Joey D has seen that before, in Vijay Singh, the big Fijian he helped get to number one in the world and win 22 tournaments in his 40s. Singh’s rise coincided with Tiger Woods’ physique becoming increasingly shredded, and ever since, Tour players have flocked to the gym to maximize their performance. “If you take the top 50 in the world, you’re not going to find anyone in there that doesn’t have a very strong training regimen,” says Johnson, momentarily forgetting about portly Kiradech Aphibarnrat, the exception who proves the rule. “It’s just how golf is nowadays. Everybody’s athletic, everybody is in good shape, and everybody hits it a really long way.”

Diovisalvi is more blunt: “You can’t eat a fatty steak, drink red wine at dinner, then sleep in and think you’re going to roll onto the first tee and compete against these guys. You’re gonna get your ass handed to you. You’re gonna get embarrassed. The game has changed. To compete, you better keep up.”


Most weekend golfers can’t log the gym time to turn themselves into power players. But even at home or in the office, Joey D has his ways.

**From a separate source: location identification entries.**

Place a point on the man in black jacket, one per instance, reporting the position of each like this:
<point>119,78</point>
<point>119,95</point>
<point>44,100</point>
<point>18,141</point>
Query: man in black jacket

“Holding a large bottle of water in each hand and stand in a golfer’s address position, with your feet at shoulder width. With arms extended as if you’re holding a club, and your wrists separated by 6 to 8 inches and elbows tight to your rib cage, rotate into your backswing and pause at the top for one second. Then slowly move through simulated impact and follow through. Pause at the completion of the swing, then repeat.”


“Stand with your feet at shoulder width. Using three water bottles placed 18 inches away from you at the 9:00, 12:00 and 3:00 positions, draw your right foot back and slightly off the ground. Keeping your right foot elevated, lower yourself into a slight squat by gently bending your left knee. Reach with your right hand to tap the 3:00 bottle, then reach and tap the same bottle with your left hand. Repeat for each bottle. Switch legs and repeat again. Yeah, it kills.”


In the gospel according to Joey D, there are certain guiding principles. Here are two of them.


“Build strength and create stability in the small muscles of the back by maintaining a good spine angle whenever and wherever you can. On a bike at the gym or on the road, don’t hunch—maintain a good spine angle. Do your standing curls in a golfer’s address position—and maintain a good spine angle. Do squats with a trap bar (right). You get the picture. The more you’re aware of the importance of this posture, the better golfer you’ll be.”


“Movement patterns and exercises allow us to feel golf-specific muscle activation and awareness of muscle strain or hindrance to mobility. By isolating and improving key muscle function in a golf context, you can begin to create a more efficient, powerful and repeatable swing.”